The UK government is considering an overhaul of the law that would allow AI designers to utilize creators' material on the internet to assist establish their models, unless the rights holders pull out.

Ed Newton Rex explains this as "madness".

He points out that AI can make advances in locations like defence, healthcare and logistics without trawling the work of authors, reporters and artists.

"All of these things work without going and changing copyright law and messing up the incomes of the nation's creatives," he argues.

Baroness Kidron, a crossbench peer in the House of Lords, is also highly versus removing copyright law for AI.

"Creative markets are wealth developers, 2.4 million jobs and a lot of pleasure," states the Baroness, who is also an advisor to the Institute for Ethics in AI at Oxford University.

"The federal government is undermining one of its best performing markets on the unclear pledge of growth."

A federal government representative said: "No move will be made up until we are absolutely confident we have a practical plan that provides each of our objectives: increased control for ideal holders to assist them accredit their content, access to premium material to train leading AI models in the UK, and more transparency for right holders from AI designers."

Under the UK federal government's new AI strategy, a national data library containing public data from a broad variety of sources will also be offered to AI scientists.

In the US the future of federal rules to control AI is now up in the air following President Trump's go back to the presidency.

In 2023 Biden signed an executive order that intended to enhance the safety of AI with, to name a few things, firms in the sector required to share details of the workings of their systems with the US federal government before they are released.

But this has now been by Trump. It remains to be seen what Trump will do rather, however he is said to want the AI sector to deal with less regulation.

This comes as a number of suits versus AI companies, and particularly versus OpenAI, continue in the US. They have actually been taken out by everyone from the New York Times to authors, music labels, and even a comic.

They declare that the AI firms broke the law when they took their material from the web without their authorization, and used it to train their systems.

The AI companies argue that their actions fall under "fair usage" and are for that reason exempt. There are a number of factors which can make up fair usage - it's not a straight-forward definition. But the AI sector is under increasing analysis over how it collects training information and whether it must be spending for it.

If this wasn't all adequate to consider, Chinese AI company DeepSeek has shaken the sector over the previous week. It ended up being the a lot of downloaded free app on Apple's US App Store.

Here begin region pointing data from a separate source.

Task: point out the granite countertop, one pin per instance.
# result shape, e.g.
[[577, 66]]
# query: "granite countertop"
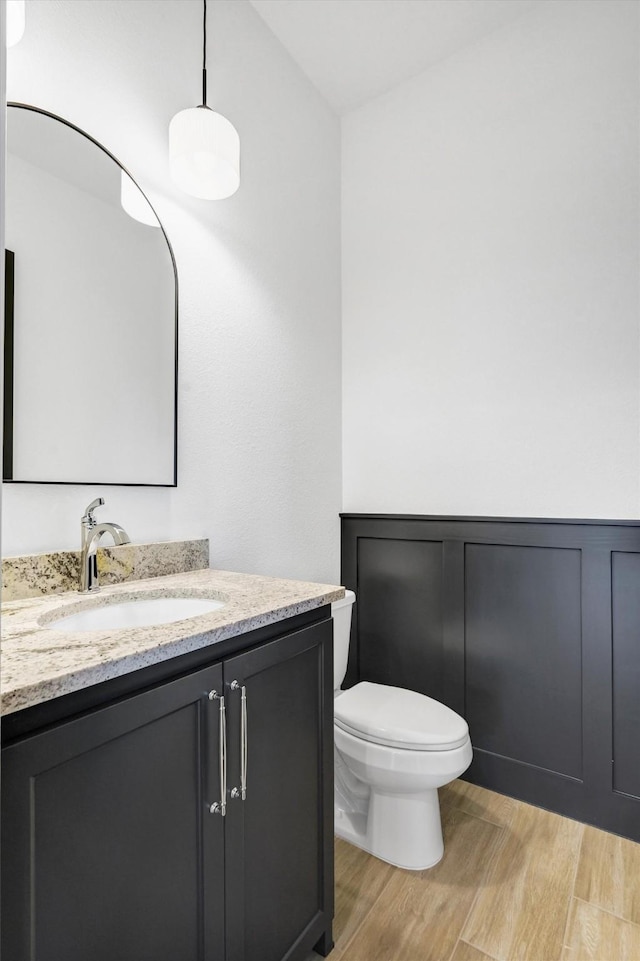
[[40, 663]]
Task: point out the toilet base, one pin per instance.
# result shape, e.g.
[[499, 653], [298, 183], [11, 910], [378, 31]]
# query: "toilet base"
[[402, 830]]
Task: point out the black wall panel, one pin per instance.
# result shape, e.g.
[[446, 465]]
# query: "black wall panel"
[[523, 690], [400, 613], [530, 629], [625, 582]]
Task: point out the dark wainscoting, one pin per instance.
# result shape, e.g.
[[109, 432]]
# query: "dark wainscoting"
[[528, 628]]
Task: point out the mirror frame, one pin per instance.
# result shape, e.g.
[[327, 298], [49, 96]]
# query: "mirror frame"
[[7, 389]]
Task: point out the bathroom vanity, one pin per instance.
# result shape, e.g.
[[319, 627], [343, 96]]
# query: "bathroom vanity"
[[168, 790]]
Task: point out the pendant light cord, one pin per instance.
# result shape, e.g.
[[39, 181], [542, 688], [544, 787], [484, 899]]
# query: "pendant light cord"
[[204, 55]]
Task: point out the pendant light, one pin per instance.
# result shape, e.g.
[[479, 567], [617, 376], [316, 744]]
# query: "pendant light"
[[16, 17], [204, 147]]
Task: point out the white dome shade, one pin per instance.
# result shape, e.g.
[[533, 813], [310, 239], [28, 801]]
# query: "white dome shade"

DeepSeek declares that it established its technology for a fraction of the price of the similarity OpenAI. Its success has actually raised security issues in the US, and threatens American's present supremacy of the sector.

As for me and a profession as an author, I believe that at the minute, if I actually want a "bestseller" I'll still have to write it myself. If anything, Tech-Splaining for Dummies highlights the current weakness in generative AI tools for bigger tasks. It is full of inaccuracies and hallucinations, and it can be rather tough to check out in parts due to the fact that it's so long-winded.

But provided how rapidly the tech is progressing, I'm not exactly sure for how long I can stay confident that my considerably slower human writing and modifying skills, are much better.